好きな日本語――いただきます【読者からの投稿コーナー】
兵庫教育大学 中国からの留学生 鄧 宜娟(とう ぎけん)さん
「いただきます」は、食事を始める際の日本語の挨拶である。日本語を勉強し始めたばかりの時、この言葉が中国語に無いので少し気になった。よく調べて、「いただきます」の日本語に含まれている日本人の感情を理解できたら、だんだんこの言葉を好きになった。
「いただく」は「もらう」「食べる」「飲む」の謙譲語、丁寧語である。「いただきます」はこの「いただく」から派生したもので、「ます」をつけないと挨拶として機能しない連語である。中国語に無いのは、中国人が食事する前にあまり挨拶しないからである。今の漫画やドラマでこの言葉が強引に訳されると、中国語の「では、食事を始めます」になってしまう。この訳し方は中国人の食事がいつも一番年上の人が、「では、食事を始めます」と言ったら始まるという習慣に応対している。これは本来の意味はこれから食べようとしている相手ヘかける言葉であり、「いただきます」とはやや性格を異にする。それで、このいただくの気持ちは伝えられなかったのだと思う。
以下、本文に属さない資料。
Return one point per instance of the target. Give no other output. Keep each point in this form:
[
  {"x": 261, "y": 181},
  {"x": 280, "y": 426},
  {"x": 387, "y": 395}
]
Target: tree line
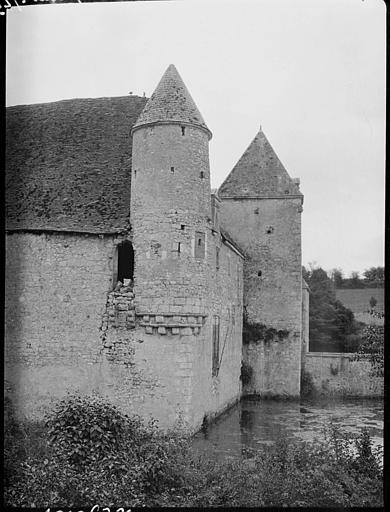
[
  {"x": 332, "y": 326},
  {"x": 373, "y": 277}
]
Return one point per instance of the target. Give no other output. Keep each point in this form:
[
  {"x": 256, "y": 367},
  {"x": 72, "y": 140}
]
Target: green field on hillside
[{"x": 358, "y": 300}]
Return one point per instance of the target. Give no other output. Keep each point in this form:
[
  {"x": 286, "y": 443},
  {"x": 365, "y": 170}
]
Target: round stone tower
[{"x": 170, "y": 202}]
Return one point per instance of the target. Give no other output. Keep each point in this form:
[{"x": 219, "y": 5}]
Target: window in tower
[
  {"x": 124, "y": 264},
  {"x": 177, "y": 247},
  {"x": 215, "y": 360},
  {"x": 199, "y": 245}
]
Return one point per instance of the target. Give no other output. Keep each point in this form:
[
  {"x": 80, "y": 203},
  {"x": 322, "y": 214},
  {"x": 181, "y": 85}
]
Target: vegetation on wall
[
  {"x": 307, "y": 384},
  {"x": 372, "y": 348},
  {"x": 254, "y": 332},
  {"x": 148, "y": 468},
  {"x": 332, "y": 326},
  {"x": 373, "y": 277}
]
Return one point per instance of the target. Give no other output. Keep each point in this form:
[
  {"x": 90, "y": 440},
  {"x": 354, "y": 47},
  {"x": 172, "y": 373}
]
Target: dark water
[{"x": 250, "y": 424}]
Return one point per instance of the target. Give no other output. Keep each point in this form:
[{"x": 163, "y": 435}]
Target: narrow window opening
[
  {"x": 125, "y": 261},
  {"x": 215, "y": 360},
  {"x": 199, "y": 245}
]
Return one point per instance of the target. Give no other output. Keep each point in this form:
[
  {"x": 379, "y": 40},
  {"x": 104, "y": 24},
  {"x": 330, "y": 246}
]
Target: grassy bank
[{"x": 88, "y": 452}]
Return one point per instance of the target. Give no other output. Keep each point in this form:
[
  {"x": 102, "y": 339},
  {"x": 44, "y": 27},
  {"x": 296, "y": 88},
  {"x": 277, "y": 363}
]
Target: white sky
[{"x": 311, "y": 72}]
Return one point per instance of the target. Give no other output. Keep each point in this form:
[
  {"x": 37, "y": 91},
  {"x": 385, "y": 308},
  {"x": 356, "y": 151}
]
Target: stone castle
[{"x": 127, "y": 276}]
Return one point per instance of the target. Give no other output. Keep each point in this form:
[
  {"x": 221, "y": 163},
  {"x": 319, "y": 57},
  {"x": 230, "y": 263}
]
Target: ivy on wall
[{"x": 254, "y": 332}]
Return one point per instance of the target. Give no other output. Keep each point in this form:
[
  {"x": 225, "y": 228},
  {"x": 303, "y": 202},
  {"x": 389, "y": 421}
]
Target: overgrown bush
[
  {"x": 307, "y": 384},
  {"x": 147, "y": 468},
  {"x": 86, "y": 429},
  {"x": 255, "y": 332},
  {"x": 246, "y": 373}
]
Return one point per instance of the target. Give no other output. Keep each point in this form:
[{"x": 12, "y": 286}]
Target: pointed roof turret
[
  {"x": 259, "y": 173},
  {"x": 171, "y": 103}
]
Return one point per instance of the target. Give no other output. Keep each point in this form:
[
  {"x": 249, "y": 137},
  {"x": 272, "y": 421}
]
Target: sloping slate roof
[
  {"x": 171, "y": 101},
  {"x": 68, "y": 164},
  {"x": 258, "y": 173}
]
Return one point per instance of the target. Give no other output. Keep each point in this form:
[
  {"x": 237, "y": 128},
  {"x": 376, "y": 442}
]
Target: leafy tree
[
  {"x": 337, "y": 277},
  {"x": 372, "y": 348},
  {"x": 330, "y": 322},
  {"x": 373, "y": 302},
  {"x": 374, "y": 276}
]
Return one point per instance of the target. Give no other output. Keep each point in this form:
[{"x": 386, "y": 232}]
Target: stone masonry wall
[
  {"x": 66, "y": 330},
  {"x": 269, "y": 231},
  {"x": 55, "y": 294},
  {"x": 213, "y": 394},
  {"x": 338, "y": 375}
]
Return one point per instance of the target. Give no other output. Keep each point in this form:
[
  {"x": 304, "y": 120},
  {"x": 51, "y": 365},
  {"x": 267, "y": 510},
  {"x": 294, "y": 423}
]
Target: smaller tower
[{"x": 261, "y": 208}]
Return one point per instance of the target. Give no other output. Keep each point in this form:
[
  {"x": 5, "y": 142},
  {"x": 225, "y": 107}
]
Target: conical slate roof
[
  {"x": 171, "y": 103},
  {"x": 259, "y": 173}
]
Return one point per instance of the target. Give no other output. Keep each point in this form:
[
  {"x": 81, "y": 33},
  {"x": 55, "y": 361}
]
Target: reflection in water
[{"x": 251, "y": 424}]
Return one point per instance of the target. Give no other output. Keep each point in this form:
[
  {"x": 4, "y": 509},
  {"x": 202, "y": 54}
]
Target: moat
[{"x": 252, "y": 423}]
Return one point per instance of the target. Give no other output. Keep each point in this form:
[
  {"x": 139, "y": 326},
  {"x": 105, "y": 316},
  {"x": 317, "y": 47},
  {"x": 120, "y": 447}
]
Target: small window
[
  {"x": 215, "y": 361},
  {"x": 125, "y": 261},
  {"x": 177, "y": 247},
  {"x": 199, "y": 245}
]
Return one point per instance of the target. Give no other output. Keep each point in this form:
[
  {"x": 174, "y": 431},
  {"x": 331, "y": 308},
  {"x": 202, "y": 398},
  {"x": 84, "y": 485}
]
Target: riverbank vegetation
[
  {"x": 332, "y": 326},
  {"x": 88, "y": 452}
]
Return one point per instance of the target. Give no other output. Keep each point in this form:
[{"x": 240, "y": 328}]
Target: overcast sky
[{"x": 310, "y": 72}]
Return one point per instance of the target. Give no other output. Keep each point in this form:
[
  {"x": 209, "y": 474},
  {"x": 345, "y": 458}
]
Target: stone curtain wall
[
  {"x": 55, "y": 295},
  {"x": 337, "y": 374},
  {"x": 269, "y": 230},
  {"x": 213, "y": 394}
]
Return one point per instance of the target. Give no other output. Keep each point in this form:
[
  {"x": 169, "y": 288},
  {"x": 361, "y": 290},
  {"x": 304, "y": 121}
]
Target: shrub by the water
[
  {"x": 246, "y": 373},
  {"x": 146, "y": 468},
  {"x": 307, "y": 384}
]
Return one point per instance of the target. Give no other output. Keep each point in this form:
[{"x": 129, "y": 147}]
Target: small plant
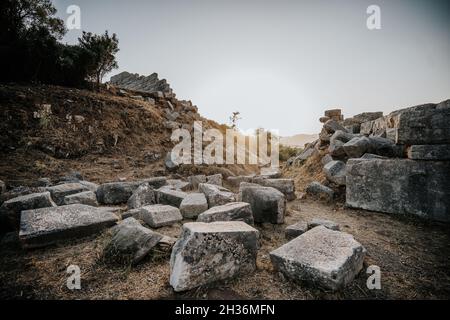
[{"x": 234, "y": 119}]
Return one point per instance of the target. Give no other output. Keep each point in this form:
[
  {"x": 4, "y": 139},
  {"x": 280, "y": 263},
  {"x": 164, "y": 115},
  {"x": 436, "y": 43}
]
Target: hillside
[{"x": 114, "y": 134}]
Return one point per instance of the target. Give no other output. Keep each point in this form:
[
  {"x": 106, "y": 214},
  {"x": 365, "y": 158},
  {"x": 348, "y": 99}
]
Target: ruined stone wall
[{"x": 136, "y": 82}]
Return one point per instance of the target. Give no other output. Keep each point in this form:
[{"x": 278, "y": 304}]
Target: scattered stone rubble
[
  {"x": 41, "y": 227},
  {"x": 208, "y": 252},
  {"x": 321, "y": 257}
]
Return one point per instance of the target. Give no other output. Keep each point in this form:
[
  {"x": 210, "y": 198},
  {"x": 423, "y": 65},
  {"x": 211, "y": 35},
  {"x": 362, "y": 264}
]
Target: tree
[
  {"x": 234, "y": 119},
  {"x": 102, "y": 50}
]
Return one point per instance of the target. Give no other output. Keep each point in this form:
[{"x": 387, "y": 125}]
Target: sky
[{"x": 281, "y": 63}]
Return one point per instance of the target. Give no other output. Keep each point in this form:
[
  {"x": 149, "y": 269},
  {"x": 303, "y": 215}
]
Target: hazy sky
[{"x": 281, "y": 63}]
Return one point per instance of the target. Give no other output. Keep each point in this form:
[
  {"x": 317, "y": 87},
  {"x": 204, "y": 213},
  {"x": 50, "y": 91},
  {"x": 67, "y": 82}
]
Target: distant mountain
[{"x": 298, "y": 140}]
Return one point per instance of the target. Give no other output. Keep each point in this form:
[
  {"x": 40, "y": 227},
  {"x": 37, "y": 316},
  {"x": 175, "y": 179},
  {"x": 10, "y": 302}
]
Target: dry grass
[{"x": 309, "y": 171}]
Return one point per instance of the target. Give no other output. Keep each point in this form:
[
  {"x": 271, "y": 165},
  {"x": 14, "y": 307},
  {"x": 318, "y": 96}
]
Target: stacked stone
[{"x": 418, "y": 185}]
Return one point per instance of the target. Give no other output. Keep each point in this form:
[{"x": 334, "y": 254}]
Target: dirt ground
[{"x": 413, "y": 256}]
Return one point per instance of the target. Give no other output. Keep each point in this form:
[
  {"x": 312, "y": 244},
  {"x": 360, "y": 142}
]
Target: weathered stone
[
  {"x": 270, "y": 172},
  {"x": 324, "y": 137},
  {"x": 321, "y": 257},
  {"x": 331, "y": 126},
  {"x": 86, "y": 197},
  {"x": 216, "y": 195},
  {"x": 317, "y": 189},
  {"x": 356, "y": 147},
  {"x": 335, "y": 172},
  {"x": 154, "y": 182},
  {"x": 116, "y": 192},
  {"x": 20, "y": 191},
  {"x": 333, "y": 113},
  {"x": 215, "y": 179},
  {"x": 89, "y": 185},
  {"x": 234, "y": 211},
  {"x": 400, "y": 186},
  {"x": 10, "y": 210},
  {"x": 236, "y": 181},
  {"x": 166, "y": 195},
  {"x": 172, "y": 116},
  {"x": 193, "y": 205},
  {"x": 43, "y": 182},
  {"x": 2, "y": 187},
  {"x": 169, "y": 162},
  {"x": 369, "y": 156},
  {"x": 150, "y": 84},
  {"x": 209, "y": 252},
  {"x": 41, "y": 227},
  {"x": 294, "y": 230},
  {"x": 179, "y": 184},
  {"x": 196, "y": 180},
  {"x": 336, "y": 149},
  {"x": 159, "y": 215},
  {"x": 285, "y": 186},
  {"x": 425, "y": 124},
  {"x": 422, "y": 124},
  {"x": 60, "y": 191},
  {"x": 144, "y": 195},
  {"x": 308, "y": 152},
  {"x": 383, "y": 147},
  {"x": 131, "y": 213},
  {"x": 267, "y": 203},
  {"x": 429, "y": 152},
  {"x": 130, "y": 242},
  {"x": 322, "y": 222},
  {"x": 120, "y": 192},
  {"x": 368, "y": 116},
  {"x": 116, "y": 210},
  {"x": 326, "y": 158},
  {"x": 71, "y": 177}
]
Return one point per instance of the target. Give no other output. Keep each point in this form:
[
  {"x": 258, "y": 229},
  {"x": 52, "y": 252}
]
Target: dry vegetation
[{"x": 412, "y": 255}]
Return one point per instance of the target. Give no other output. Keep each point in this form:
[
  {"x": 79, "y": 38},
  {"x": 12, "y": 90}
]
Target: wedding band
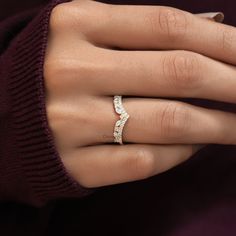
[{"x": 124, "y": 116}]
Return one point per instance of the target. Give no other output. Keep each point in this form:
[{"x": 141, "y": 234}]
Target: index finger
[{"x": 158, "y": 27}]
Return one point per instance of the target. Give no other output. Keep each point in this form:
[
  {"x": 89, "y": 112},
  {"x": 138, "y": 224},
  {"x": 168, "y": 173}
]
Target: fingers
[
  {"x": 97, "y": 166},
  {"x": 162, "y": 74},
  {"x": 157, "y": 27},
  {"x": 157, "y": 121},
  {"x": 214, "y": 16}
]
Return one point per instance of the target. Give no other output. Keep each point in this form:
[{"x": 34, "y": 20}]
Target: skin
[{"x": 145, "y": 53}]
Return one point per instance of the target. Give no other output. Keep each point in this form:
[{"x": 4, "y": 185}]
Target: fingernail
[{"x": 216, "y": 16}]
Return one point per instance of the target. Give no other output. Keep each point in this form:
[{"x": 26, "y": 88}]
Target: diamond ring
[{"x": 124, "y": 116}]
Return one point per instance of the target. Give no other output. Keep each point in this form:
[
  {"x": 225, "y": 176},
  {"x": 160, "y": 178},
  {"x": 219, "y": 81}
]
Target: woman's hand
[{"x": 84, "y": 69}]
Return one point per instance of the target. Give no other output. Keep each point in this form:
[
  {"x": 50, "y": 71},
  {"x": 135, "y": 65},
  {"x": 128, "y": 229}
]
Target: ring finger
[{"x": 159, "y": 121}]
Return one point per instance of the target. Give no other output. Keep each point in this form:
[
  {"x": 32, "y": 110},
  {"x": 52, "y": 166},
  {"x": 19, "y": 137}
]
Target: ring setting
[{"x": 124, "y": 116}]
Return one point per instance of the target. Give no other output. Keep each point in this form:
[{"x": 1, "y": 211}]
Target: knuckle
[
  {"x": 174, "y": 121},
  {"x": 169, "y": 22},
  {"x": 182, "y": 69},
  {"x": 54, "y": 72},
  {"x": 142, "y": 164},
  {"x": 69, "y": 16},
  {"x": 227, "y": 39}
]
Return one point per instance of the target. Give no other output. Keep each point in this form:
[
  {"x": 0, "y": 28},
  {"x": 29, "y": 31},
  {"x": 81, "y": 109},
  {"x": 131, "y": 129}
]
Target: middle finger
[{"x": 164, "y": 74}]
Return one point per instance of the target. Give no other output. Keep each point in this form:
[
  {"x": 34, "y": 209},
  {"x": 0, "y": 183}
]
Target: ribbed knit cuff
[{"x": 40, "y": 161}]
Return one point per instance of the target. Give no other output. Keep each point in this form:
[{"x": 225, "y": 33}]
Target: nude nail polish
[{"x": 216, "y": 16}]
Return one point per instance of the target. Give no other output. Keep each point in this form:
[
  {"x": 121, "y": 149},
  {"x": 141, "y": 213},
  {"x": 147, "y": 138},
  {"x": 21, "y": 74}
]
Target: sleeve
[{"x": 31, "y": 170}]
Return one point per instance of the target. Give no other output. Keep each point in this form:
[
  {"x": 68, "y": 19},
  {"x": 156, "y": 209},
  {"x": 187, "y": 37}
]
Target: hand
[{"x": 84, "y": 68}]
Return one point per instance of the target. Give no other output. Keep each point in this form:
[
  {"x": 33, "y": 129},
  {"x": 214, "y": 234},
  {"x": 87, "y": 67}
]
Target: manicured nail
[{"x": 216, "y": 16}]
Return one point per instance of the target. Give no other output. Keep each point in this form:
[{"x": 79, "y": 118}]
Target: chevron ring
[{"x": 124, "y": 116}]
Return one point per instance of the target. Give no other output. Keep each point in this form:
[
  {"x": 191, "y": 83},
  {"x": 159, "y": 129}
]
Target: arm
[{"x": 30, "y": 168}]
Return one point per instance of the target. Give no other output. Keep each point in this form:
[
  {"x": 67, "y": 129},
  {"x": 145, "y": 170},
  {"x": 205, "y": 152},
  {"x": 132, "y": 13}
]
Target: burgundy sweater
[{"x": 196, "y": 198}]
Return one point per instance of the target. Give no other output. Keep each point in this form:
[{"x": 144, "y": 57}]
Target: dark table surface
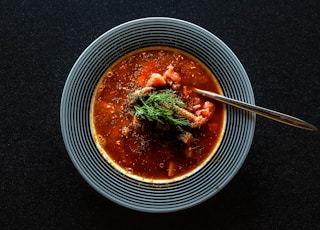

この言葉の由来の一つの説は、日本の道徳やマナー教育などにおいて、食材となった動植物の命への感謝だということである。これによって、食材の命を頂いて、自分の命を養わせてもらう、その感謝を意味しているという。それだけではなく、料理を作ってくれる人、野菜を作ってくれる人にも感謝の気持ちを表している。家庭では母親に対して、人を訪ねる時はホストに対して感謝している。この精神は日本人が食材を大切にして、ご飯を出来るだけ食べきることへの習慣にも表れている。
この背景を知ってから、私も食事する時に日本人を真似して、手を合わせて、「いただきます」と言うようにしている。